AdbcStatusCode AdbcCancel(struct ArrowAsyncInfo *asyncInfo);

AdbcStatusCode AdbcConnectionGetTableSchemaAsync(
    struct AdbcConnection* connection,
    const char* catalog,
    const char* db_schema,
    const char* table_name,
    struct ArrowSchema* schema,
    struct AdbcError* error,
    struct ArrowAsyncInfo *asyncInfo);

The caller populates ArrowAsyncInfo with caller_data and completion handler and initializes private_data to nullptr. It then calls ConnectionGetTableSchemaAsync, which can return an error, success indicating synchronous completion or success indicating initiation of an asynchronous operation. In the latter case, it also populates the private_data field.

When the operation succeeds or fails, the driver cleans up private_data before calling the completion function with the status of the operation.

The consumer may call AdbcCancel in order to terminate the operation. This should either fail or return asynchronously, and cancellation isn't complete until the completion function is called with a cancelled status. Note that an operation may still succeed after it has been cancelled due to timing issues.

The driver may have to play games with sentinel values in the private_data field and interlocked exchanges in order to make concurrency work out with cancellation.

@lidavidm
Copy link
Member Author

Yup, this issue was just to sketch out the basic C Data Interface changes. Though, given the hoops we had to jump through to try to propagate ADBC error metadata through that boundary, I wonder if that's worth it and if we shouldn't instead use entirely ADBC interfaces (with ADBC error handling) instead.

@lidavidm
Copy link
Member Author

Thanks for the sketch! I was imagining something like that, but this is actually concrete.

CC @zeroshade

@zeroshade
Copy link
Member

Thanks for the sketch @CurtHagenlocher I plan on starting to tackle this more formally in the next couple weeks.

@CurtHagenlocher
Copy link
Contributor

CurtHagenlocher commented Apr 30, 2024

I've been starting to play around with this, and the management of the data structures is a bit annoying. It also isn't very consistent with other parts of the Arrow C API where the receiver of a call is free to move structures around in memory as long as it preserves the bits. Here's an alternative whose memory management is more like the synchronous API:

struct ArrowAsyncInfo {
    void* caller_data;
    void* private_data;
    void (*release)(struct ArrowAsyncInfo*);
};

AdbcStatusCode AdbcConnectionGetTableSchemaAsync(
    struct AdbcConnection* connection,
    const char* catalog,
    const char* db_schema,
    const char* table_name,
    struct ArrowAsyncInfo* asyncInfo,
    struct AdbcError* syncError,
    void (*complete)(struct ArrowAsyncInfo*, AdbcStatus, struct AdbcSchema*, struct AdbcError*);
};

In this variation, the caller allocates (and is free to move) ArrowAsyncInfo and populates caller_data. The receiver fills the private_data and release fields and makes a copy for itself. On completion, the receiver calls the complete callback with its copy of ArrowAsyncInfo and its own buffers for the result (which can be nullptr on error) and the result status. It's the original caller's responsibility to clean these up at an appropriate time by invoking the corresponding release. The original caller then signals that it will no longer call AdbcCancel by calling release on ArrowAsyncInfo.

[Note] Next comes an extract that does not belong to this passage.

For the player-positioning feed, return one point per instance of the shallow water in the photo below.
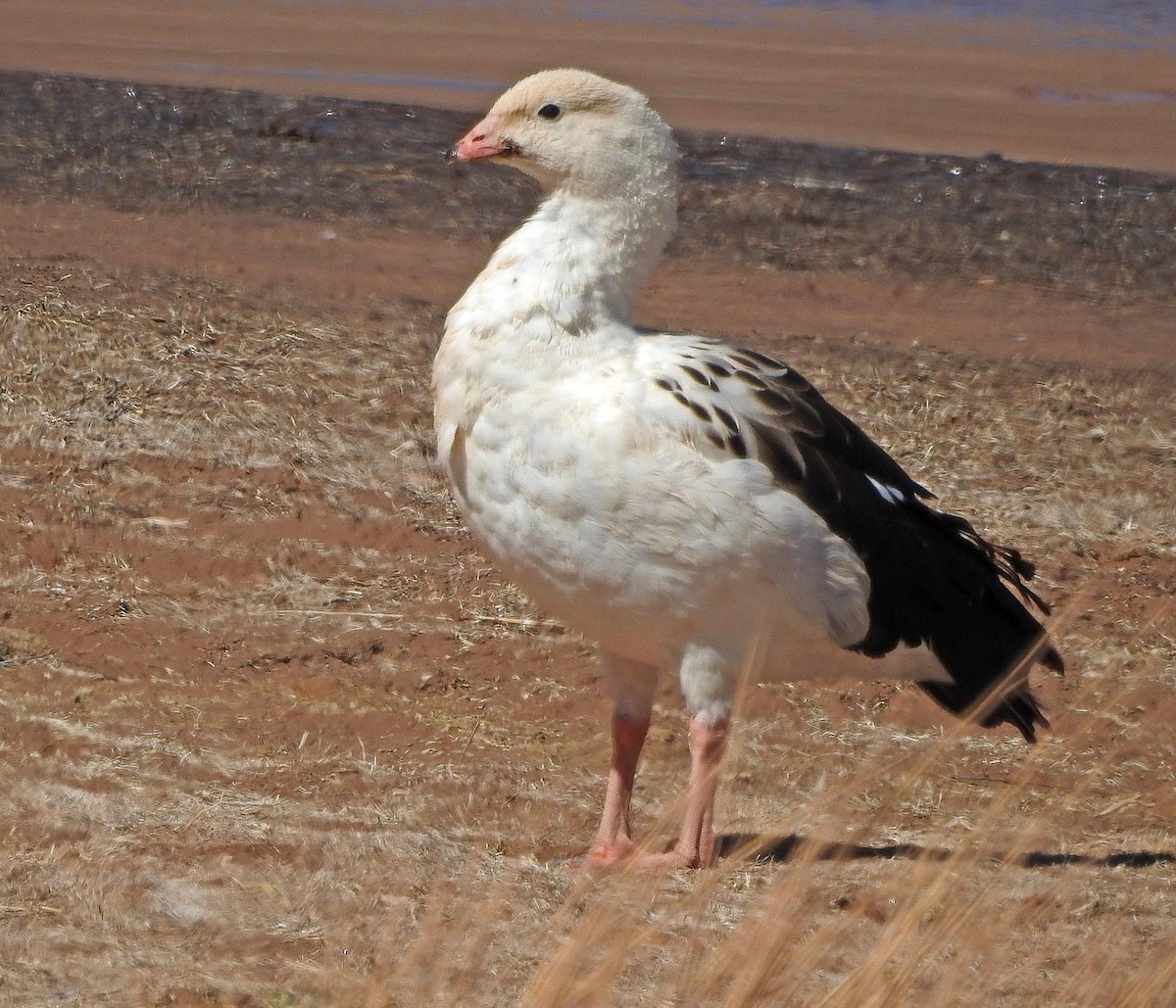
(1092, 81)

The primary drawback of this variation is that it doesn't cleanly support synchronous completion of the call. On the other hand, there was nothing in the initial sketch which would have prevented the completion callback from happening before the original async call returned, and that fact is a bit more obvious with this approach.

Edited to add a synchronous error to the function signature so that e.g. parameter validation could return an error immediately instead of having to go through the callback.

@zeroshade
Copy link
Member

zeroshade commented May 21, 2024

@CurtHagenlocher @lidavidm What do you two think about the following idea:

struct AsyncArrowStream {
    int (*on_schema)(struct AsyncArrowStream* self, struct ArrowSchema* out,
            AdbcStatusCode status, struct AdbcError* error);
    int (*on_next)(struct AsyncArrowStream* self, struct ArrowDeviceArray* out,
            AdbcStatusCode status, struct AdbcError* error);

    void (*release)(struct AsyncArrowSTream* self);
    void* private_data;
};

Which would be used like:

AdbcStatusCode AdbcStatementExecuteQuery(struct AdbcStatement* statement,
                struct AsyncArrowStream* stream_handler,
                int64_t* rows_affected, struct AdbcError* sync_error);

The caller would populate the AsyncArrowStream's callbacks. on_schema would be called as soon as the schema is available, with calls to on_next as each record batch is available. Semantically:

  • private_data should be populated by the caller with any contextual information that is needed by the async callbacks.
  • sync_error is populated if a synchronous error happens before any asynchronous operations have begun.
  • If an error is encountered asynchronously trying to get the schema, then the status code and error are populated to call on_schema with a nullptr for the ArrowSchema. on_next will not be called in this scenario.
  • rows_affected should be populated if available before the call to on_schema.
  • If an error is encountered retrieving data, on_next is called with the error and status code and nullptr for the ArrowDeviceArray.
  • To signal the end of the stream, on_next is called with ADBC_STATUS_OK and a nullptr for the ArrowDeviceArray.
  • the async callbacks return int rather than void so that the callbacks can indicate whether an error was encountered on their end and that the producer should cancel/stop calling callback methods.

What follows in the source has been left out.